All that said, I think we would be better off confirming children before their First Communion, i.e. to go to “restored order.” We do this for adult converts, we confirm infants in danger of death, all of the Church’s liturgical rites make reference to the sacraments being conferred in this order (the rite of Baptism actually speaks of them in that order, Confirmation and then Communion). Confirmation isn’t about giving meaningful religious experiences to middle and high schoolers in hopes that we will hook them on the way out the door and they will still go to Church into adulthood. If we think it is that, we have failed marvelously. Confirmation is first and foremost about giving the faithful the gifts of the Holy Spirit so that they will be equipped with the capacity to live faithfully and virtuously. If we really believe the sacraments do something, then we shouldn’t hesitate to confirm at a younger age, so that those gifts will be given and the child is put on a far better trajectory far earlier.

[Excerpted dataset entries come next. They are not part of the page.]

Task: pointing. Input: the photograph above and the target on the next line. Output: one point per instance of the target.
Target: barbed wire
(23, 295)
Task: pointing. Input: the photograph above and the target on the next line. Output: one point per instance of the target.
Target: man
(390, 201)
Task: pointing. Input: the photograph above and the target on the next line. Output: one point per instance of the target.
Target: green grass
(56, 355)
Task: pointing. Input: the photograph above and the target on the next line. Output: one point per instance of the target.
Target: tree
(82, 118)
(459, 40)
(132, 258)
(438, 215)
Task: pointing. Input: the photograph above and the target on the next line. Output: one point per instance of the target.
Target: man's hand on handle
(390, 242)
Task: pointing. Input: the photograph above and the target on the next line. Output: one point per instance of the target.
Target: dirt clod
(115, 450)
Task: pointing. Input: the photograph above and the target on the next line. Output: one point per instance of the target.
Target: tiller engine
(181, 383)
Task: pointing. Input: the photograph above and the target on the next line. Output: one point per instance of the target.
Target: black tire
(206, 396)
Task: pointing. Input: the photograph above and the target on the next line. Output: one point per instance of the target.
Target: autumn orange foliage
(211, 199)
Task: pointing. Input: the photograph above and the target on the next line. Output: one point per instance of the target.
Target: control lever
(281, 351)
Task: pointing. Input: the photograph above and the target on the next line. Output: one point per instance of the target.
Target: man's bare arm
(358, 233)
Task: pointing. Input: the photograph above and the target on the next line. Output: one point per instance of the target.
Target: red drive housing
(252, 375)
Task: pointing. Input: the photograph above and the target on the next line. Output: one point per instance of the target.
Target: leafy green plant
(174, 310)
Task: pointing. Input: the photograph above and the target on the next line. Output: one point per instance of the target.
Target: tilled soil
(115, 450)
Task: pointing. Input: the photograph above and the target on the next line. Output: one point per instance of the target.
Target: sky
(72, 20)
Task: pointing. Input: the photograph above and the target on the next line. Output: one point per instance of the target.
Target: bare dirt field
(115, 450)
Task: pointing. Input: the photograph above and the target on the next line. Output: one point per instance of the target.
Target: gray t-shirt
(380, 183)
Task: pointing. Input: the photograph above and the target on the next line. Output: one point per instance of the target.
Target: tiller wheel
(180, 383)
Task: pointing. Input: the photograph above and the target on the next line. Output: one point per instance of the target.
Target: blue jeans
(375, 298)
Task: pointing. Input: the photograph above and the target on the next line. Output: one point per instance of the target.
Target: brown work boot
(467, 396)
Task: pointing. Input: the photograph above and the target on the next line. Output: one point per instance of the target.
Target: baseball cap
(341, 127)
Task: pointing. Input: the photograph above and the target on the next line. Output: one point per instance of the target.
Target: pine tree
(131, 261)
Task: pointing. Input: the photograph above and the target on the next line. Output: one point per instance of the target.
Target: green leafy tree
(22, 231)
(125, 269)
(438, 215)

I realize it’s not a magic bullet and there are never any guarantees; the gifts must be utilized. But it strikes me as a better way of doing it.

-Fr ACEGC
 
Having been part of Confirmation prep for more years than I can recall off the top of my head, I pray for the day that the Church requires restored order of the Sacraments in every Diocese on earth.
 
I agree with you completely Fr. Our parish, at one point and for the CCD kids, moved confirmation to the second grade and restored the order. This went on for about 3 or 4 years. It was not done for the kids in the parish school because the diocesan school superindendent would not allow it. I got involved in the discussions, pushing for the school to do likewise. I was a lone wolf, all the other parents had grown accustomed to it being part of the 8th grade graduation stuff towards the end of the year. The pastor, a friend of mine, supported it, but could not get the Bishop to override the superindentent. There eventually were three or four parishes in the diocese that did the same. Then a new Bishop was appointed and he wanted to standardize it and formed a committee of pastors and DREs. My pastor was on the committee. It was a lost cause, and every parish had to go back to doing it in the eigth grade. He told me that he doubted if anyone on the committee believed in the efficacy of the sacrament. Their reasons for keeping it in the 8th grade were a) we need it to force kids back to faith formation classes in middle school and b) too many parents see it as a big family event for their 8th graders. Hence the comment “it is a sacrament in need of theology”.
 
I cannot say I was involved for years. 25 years ago I taught middle schoolers confirmation prep classes for 4 or 5 years, and then again about 5 years ago for the years. It does not work at all. But most importantly we are denying kids the gifts of the Holy Spirit, during their formative years, in a time when they need it more than ever. It is a travesty IMO.
 
Hence the comment “it is a sacrament in need of theology”.
I think it has a theology, quite a vibrant and robust one. It’s Pneumatology. Either we believe in the Holy Spirit, or we don’t; and either we believe that the Holy Spirit is given to us in Confirmation, or we don’t. It’s that simple.

The problem is not a lack of theology, it’s that those in charge in certain corners don’t really care what the theology is.